The ‘tech’ part is important – unlike a traditional portfolio manager, robo advisors have streamlined/automated various labour-intensive/mafan parts of investing: the risk profiling, suitability assessment, asset allocation and rebalancing processes.
Spare a thought for all the portfolio managers who have lost their jobs because robots took over
I love robo advisors so much. I think they are EXCELLENT for investors, including and especially for newbie investors. The entry barrier is ridiculously low: all you need to do is to open an account, upload your identification documents, add funds into the portfolio recommended for you (guided process), and just continue to add funds until you reach your goal(s).
But, which robo advisor to pick? What is available for Malaysians? This is where I come in 🙂 I’ve done the research and I’d love to share my findings with you.
The structure of this guide is:
- The ‘Fruits Basket’ Analogy (Investing beginners please read this)
- The 7 Robo advisors in Malaysia (plus BEST Invest)
- Best Robo advisor in Malaysia: Lowest Fees
- Best Robo advisor in Malaysia: Global Exposure
- Best Robo advisor in Malaysia: Sustainable Investing
- Best Robo advisor in Malaysia: Syariah Compliant
- Best Robo advisor in Malaysia: Community-focused
- Best Robo advisor in Malaysia: Malaysia boleh!
Disclaimer: I am not a licensed financial planner and this should not be taken as financial advice. Use this guide to learn, but cross-check with other platforms/parties.
Explaining Robo Advisor Using The ‘Fruits Basket’ Analogy
Using a robo advisor for investing is similar to buying a fruits basket. You are buying a product which includes a variety of components.

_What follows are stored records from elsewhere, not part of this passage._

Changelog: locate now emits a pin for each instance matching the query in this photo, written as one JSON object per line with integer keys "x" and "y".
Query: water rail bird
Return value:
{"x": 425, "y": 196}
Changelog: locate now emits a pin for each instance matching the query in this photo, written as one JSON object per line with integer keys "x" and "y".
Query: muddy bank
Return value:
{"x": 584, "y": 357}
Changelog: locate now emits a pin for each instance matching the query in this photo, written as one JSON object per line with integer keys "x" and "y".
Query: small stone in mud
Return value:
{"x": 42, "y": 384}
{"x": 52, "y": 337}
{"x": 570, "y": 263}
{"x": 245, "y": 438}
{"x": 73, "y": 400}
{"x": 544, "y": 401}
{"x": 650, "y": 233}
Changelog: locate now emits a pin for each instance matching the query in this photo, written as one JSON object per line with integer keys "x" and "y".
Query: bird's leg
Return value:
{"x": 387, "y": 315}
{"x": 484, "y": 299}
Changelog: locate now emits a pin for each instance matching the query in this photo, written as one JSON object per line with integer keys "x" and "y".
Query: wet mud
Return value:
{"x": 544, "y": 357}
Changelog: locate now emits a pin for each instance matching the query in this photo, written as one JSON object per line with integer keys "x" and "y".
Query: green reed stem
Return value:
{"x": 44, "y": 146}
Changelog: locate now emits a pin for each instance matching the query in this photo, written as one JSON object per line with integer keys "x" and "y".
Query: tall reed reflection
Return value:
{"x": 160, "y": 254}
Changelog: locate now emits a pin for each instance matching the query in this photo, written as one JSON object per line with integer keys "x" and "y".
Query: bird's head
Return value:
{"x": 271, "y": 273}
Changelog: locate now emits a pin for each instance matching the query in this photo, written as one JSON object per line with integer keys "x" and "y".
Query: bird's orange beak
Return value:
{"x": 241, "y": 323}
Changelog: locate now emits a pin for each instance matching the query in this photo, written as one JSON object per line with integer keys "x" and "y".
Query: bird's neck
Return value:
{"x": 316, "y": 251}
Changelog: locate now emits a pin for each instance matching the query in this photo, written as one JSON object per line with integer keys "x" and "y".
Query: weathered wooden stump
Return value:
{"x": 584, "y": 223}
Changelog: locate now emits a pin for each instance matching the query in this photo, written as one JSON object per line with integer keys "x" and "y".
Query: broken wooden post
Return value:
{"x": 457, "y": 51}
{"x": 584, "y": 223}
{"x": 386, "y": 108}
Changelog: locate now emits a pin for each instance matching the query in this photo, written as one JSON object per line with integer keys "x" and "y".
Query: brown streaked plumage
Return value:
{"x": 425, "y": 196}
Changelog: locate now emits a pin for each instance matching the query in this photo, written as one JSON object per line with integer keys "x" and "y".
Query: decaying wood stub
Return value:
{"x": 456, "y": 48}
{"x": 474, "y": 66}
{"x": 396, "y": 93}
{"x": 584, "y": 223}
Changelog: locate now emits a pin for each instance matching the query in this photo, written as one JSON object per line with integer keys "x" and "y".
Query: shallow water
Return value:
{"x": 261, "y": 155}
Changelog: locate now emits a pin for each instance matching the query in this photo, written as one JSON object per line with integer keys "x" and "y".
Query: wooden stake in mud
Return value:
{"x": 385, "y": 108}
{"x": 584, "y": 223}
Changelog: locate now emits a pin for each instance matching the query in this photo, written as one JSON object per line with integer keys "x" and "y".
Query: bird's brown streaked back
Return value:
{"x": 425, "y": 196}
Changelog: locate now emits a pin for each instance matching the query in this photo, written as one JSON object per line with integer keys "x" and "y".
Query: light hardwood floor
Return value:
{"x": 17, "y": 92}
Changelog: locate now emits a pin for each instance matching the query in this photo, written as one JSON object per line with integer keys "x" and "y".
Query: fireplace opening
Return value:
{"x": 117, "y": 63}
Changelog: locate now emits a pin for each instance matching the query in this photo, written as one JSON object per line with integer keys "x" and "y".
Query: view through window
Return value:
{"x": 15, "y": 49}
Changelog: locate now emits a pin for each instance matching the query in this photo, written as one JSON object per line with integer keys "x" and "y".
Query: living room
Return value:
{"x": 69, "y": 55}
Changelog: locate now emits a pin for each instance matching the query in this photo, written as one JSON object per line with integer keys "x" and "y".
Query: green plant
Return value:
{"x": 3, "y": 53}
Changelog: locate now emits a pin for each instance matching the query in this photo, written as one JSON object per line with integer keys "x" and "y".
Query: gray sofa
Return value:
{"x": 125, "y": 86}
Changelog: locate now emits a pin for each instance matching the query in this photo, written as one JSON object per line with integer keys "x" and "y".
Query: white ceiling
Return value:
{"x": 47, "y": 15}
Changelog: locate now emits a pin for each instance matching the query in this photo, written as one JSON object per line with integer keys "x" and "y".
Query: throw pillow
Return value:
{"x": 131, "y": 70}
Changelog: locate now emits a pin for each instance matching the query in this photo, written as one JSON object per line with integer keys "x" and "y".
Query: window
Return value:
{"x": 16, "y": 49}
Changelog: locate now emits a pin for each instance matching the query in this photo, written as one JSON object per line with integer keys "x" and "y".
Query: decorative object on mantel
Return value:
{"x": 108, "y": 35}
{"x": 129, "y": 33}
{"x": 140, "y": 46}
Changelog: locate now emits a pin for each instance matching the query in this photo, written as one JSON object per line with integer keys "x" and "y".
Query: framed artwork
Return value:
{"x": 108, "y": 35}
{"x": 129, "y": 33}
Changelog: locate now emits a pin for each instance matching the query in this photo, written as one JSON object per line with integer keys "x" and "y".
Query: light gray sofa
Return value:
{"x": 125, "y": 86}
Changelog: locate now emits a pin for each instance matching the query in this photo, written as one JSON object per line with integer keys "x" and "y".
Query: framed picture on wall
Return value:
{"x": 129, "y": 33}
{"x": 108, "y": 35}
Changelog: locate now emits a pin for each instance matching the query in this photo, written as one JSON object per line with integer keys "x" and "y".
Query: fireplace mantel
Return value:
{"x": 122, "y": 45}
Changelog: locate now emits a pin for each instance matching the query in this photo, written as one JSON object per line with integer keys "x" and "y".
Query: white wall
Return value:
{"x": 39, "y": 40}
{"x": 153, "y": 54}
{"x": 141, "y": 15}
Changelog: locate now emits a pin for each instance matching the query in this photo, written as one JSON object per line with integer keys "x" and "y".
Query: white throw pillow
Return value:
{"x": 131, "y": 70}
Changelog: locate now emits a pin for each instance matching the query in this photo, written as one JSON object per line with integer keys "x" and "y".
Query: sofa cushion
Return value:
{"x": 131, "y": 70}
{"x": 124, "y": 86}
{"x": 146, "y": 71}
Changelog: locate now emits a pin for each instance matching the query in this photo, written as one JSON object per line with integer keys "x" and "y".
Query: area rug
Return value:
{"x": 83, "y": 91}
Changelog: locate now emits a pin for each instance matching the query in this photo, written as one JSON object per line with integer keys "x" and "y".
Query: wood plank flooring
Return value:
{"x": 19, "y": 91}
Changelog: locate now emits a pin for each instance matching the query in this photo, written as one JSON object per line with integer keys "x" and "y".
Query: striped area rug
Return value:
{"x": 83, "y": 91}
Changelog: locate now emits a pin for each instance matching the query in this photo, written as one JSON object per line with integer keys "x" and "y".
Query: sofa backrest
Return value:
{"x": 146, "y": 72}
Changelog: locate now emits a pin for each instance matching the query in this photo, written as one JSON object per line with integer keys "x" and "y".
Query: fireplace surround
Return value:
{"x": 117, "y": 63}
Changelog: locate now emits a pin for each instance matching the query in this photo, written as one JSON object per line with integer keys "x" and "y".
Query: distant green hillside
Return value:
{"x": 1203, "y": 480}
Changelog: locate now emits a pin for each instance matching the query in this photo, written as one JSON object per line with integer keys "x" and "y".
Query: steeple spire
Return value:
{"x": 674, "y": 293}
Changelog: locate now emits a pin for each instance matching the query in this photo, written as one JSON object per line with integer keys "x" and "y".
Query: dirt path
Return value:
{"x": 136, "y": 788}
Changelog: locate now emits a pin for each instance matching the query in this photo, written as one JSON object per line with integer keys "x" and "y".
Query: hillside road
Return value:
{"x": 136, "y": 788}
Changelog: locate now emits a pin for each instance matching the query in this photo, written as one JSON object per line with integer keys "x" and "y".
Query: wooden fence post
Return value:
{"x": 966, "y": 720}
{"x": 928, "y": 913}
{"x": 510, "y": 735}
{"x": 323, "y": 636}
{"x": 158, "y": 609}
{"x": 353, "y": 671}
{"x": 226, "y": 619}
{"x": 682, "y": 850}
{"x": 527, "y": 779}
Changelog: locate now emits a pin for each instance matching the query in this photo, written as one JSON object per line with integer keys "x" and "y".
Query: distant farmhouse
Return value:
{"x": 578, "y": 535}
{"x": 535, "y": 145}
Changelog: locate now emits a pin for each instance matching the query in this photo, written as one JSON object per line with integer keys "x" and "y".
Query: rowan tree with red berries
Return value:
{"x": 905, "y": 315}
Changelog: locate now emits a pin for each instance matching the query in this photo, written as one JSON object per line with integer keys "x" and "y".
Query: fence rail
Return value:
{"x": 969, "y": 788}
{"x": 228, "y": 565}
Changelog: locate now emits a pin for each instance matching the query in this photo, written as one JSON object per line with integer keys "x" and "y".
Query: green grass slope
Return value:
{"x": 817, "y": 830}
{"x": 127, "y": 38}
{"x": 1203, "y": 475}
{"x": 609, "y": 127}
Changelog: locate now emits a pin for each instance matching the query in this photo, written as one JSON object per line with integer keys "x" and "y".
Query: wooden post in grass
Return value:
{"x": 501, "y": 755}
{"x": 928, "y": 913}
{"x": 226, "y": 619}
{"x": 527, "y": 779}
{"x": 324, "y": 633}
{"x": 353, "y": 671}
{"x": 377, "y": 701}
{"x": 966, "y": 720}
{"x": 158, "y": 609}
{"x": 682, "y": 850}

The fruits basket from one robo advisor is not the same as the fruit basket offered at another robo advisor. In fact, the fruits baskets that two people might buy from the same robo advisor might be different too, as we may have different preferences/risk appetites/ financial goals in mind.
What exactly are you buying/investing in? Depends on the fruits basket. Imagine each fruit as a type of asset:
- shares (in different markets/regions/ industries/themes),
- bonds/ sukuk,
- properties/ real estate/ REITs,
- precious metals (gold etc)
- And more
A robo advisor might recommend you a fruits basket containing only bonds and cash, as you informed them (through questionnaires) that you are a super conservative investor. The same one might recommend another investor with high risk appetite a fruits basket containing high-growth stocks/index fund in various emerging markets.
What people tend to forget is you can buy a few fruits baskets, for different scenarios. Maybe one is for retirement. Another one earmarked for property ownership. Another one for marriage fund. You don’t have to pick just one.
Now let’s go on to the robo advisors available in Malaysia.
The 7 Robo Advisors in Malaysia (Plus BEST Invest)
As of March 2021, there are 7 licensed Robo Advisors aka Digital Investment Managers in Malaysia:
- Akru Now Sdn. Bhd. – The home-grown Malaysian one
- BH Global Fintech Solutions Sdn. Bhd. – An ‘independent investment advisory and research house’. No info about robo advisor on the website; you can skip this one
- GAX MD Sdn. Bhd. – Mytheo; Malaysian partner of Theo from Japan
- Raiz Malaysia SdnBhd – Raiz Invest, the invest-your-spare-change platform. JV between PNB (aka ASNB) and Raiz Invest Australia
- StashAway Malaysia Sdn. Bhd. – Stashaway; expanded from Singapore
- UOB Asset Management (Malaysia) Berhad – UOBAM Invest; ‘robo-advisory for business’. Skip this if you’re managing own funds
- Wahed Technologies Sdn. Bhd. – Wahed Invest; expanded from New York
Soon, more robo advisors will be available to Malaysians. I am especially excited for Kenanga Investment Bank’s robo-advisory platform as they bought a stake in Tokenize, the digital asset exchange for buying/selling cryptocurrencies. Will they start offering/including cryptocurrencies in their portfolio??? Only time will tell 🙂
So, which is the best robo advisor for Malaysians? That’s what this article is for. In addition to the 7 robo advisors, I will also include BEST Invest. It is NOT a roboadvisory platform but might as well be, as they use ‘robo-intelligence’ and impose similarly low fees with 0% sales charge for their unit trusts.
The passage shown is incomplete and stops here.